Value-chain collaboration. For most companies, the majority of sustainability impacts result from the activities of their suppliers, contract manufacturers, distributors, and other value-chain partners. Value-chain engagement can thus be a telling indication of how much companies are doing about sustainability—and it’s an area where value-creation leaders demonstrate distinctive approaches.

Value-creation leaders are more likely than others to make sustainability a priority in managing energy, water use, and waste generation at their own facilities, as well as making decisions about their site portfolios. They’re also more likely to collaborate with and monitor suppliers’ sustainability performance and to seek improvements in the efficiency of their transportation and distribution networks.

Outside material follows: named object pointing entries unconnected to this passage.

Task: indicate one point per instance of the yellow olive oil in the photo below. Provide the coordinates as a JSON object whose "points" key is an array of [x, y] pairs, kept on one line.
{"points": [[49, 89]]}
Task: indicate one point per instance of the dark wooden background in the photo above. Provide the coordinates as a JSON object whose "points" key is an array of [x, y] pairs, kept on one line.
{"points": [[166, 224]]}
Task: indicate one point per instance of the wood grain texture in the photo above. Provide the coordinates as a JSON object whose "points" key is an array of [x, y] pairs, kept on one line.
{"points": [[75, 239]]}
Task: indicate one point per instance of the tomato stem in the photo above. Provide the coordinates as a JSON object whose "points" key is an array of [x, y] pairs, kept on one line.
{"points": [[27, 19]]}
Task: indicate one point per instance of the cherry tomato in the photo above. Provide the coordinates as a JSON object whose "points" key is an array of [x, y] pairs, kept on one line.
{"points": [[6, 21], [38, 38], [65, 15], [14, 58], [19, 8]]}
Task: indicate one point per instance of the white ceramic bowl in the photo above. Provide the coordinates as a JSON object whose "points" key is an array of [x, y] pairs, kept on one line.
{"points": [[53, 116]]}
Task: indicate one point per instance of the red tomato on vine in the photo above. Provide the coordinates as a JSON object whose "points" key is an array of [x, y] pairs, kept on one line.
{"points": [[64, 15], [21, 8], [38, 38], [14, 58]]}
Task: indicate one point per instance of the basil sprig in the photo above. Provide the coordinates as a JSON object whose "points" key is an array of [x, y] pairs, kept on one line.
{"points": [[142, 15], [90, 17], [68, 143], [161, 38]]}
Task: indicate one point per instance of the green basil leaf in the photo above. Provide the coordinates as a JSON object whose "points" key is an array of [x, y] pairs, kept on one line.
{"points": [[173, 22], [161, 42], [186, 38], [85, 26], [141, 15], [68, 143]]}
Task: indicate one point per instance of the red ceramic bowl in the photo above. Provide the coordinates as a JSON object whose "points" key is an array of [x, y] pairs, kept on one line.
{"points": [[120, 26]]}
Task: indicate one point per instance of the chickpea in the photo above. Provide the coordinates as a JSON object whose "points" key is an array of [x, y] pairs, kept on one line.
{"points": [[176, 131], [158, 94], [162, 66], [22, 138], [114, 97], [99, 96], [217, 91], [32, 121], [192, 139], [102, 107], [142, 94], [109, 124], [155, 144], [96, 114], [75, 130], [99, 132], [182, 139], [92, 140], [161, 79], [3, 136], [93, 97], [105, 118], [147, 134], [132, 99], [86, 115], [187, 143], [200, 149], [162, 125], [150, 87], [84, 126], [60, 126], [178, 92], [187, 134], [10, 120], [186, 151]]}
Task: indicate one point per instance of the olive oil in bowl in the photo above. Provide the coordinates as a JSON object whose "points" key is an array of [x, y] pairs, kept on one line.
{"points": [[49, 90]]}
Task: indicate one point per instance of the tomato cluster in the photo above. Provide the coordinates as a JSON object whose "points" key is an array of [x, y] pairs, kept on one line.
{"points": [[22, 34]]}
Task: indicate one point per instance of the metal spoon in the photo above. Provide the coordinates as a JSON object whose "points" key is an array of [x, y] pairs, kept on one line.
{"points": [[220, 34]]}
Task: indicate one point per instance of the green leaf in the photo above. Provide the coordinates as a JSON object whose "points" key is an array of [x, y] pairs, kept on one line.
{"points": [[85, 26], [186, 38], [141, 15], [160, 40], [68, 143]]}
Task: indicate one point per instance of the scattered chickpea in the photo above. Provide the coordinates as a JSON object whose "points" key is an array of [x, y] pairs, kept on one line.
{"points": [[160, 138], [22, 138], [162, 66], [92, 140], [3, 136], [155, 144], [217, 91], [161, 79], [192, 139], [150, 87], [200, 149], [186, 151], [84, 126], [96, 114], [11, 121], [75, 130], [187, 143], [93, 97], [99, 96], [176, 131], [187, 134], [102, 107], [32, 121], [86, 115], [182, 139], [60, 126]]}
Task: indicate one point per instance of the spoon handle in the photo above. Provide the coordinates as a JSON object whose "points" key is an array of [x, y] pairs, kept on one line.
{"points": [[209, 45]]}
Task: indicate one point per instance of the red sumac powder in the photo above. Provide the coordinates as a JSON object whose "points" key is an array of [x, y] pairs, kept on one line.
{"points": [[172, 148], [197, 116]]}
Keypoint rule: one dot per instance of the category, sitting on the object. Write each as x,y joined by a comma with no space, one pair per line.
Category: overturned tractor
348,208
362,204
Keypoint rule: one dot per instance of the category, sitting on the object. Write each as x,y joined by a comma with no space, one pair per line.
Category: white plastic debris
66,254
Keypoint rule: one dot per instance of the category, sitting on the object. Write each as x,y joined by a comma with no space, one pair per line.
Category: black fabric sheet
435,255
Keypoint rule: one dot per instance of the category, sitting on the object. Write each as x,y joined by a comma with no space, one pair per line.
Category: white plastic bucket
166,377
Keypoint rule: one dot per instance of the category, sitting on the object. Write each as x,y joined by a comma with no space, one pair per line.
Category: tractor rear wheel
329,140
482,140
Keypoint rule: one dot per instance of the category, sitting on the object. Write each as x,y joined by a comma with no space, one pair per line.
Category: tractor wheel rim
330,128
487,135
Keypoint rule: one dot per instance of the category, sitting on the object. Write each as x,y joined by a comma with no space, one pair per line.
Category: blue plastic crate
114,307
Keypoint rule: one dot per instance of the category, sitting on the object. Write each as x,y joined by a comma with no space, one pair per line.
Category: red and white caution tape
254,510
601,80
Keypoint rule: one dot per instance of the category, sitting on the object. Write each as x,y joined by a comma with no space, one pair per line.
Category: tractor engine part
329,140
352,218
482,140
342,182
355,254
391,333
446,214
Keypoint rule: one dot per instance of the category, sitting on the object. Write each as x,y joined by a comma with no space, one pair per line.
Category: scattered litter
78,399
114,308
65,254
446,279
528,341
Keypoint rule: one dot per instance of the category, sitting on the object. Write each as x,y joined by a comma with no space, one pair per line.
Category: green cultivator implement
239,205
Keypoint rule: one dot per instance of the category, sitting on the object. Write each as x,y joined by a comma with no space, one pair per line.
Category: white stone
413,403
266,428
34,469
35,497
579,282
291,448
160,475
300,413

Collaboration with the value chain distinguishes value creators’ sustainability programs from those of other companies.

Looking ahead

The survey results highlight practices more widely followed by companies that are creating value from sustainability than by companies that aren’t. (To explore survey results on how companies in industries and regions are applying these distinctive practices, please see our interactive below.) Experience also suggests that companies with effective sustainability programs tend to plan and manage these programs with the same discipline and commitment that they apply to other business initiatives. Here are a few directional considerations that executives might use to focus their companies’ sustainability efforts and derive more value from them:

  • Approach sustainability issues as business opportunities. Leading companies develop business cases for their sustainability programs based on the value that they stand to create (or protect) through their handling of sustainability issues. They set tangible, concrete aspirations for their sustainability programs and convert those aspirations into quantitative performance targets, which reflect their competitive position, their consumers’ expectations, and their investors’ demands.
  • Build organization-wide accountability for results. Product-focused business units, functions such as supply-chain management, and geographic departments are the parts of a company that ordinarily generate most of its sustainability impacts. And unlike the central sustainability team, these departments also have the authority to change day-to-day operations. Recognizing this, savvy executives assign responsibility for sustainability initiatives to heads of functions and divisions and give them related performance targets. In this way, executives can hold senior managers to account for the company’s sustainability achievements.
  • Seek impact through collaboration. While companies can do a lot on their own to improve their sustainability performance, some face challenges that span industries or regions. The problem of plastic waste, for example, bedevils the entire chemicals industry, not just one company. To address these systemic difficulties, companies might form coalitions with industry peers and work together on setting new standards, promoting technological innovation, or advocating for policy shifts. Since value chains produce the majority of the typical company’s environmental impact, most companies will also benefit from working closely with their value-chain partners.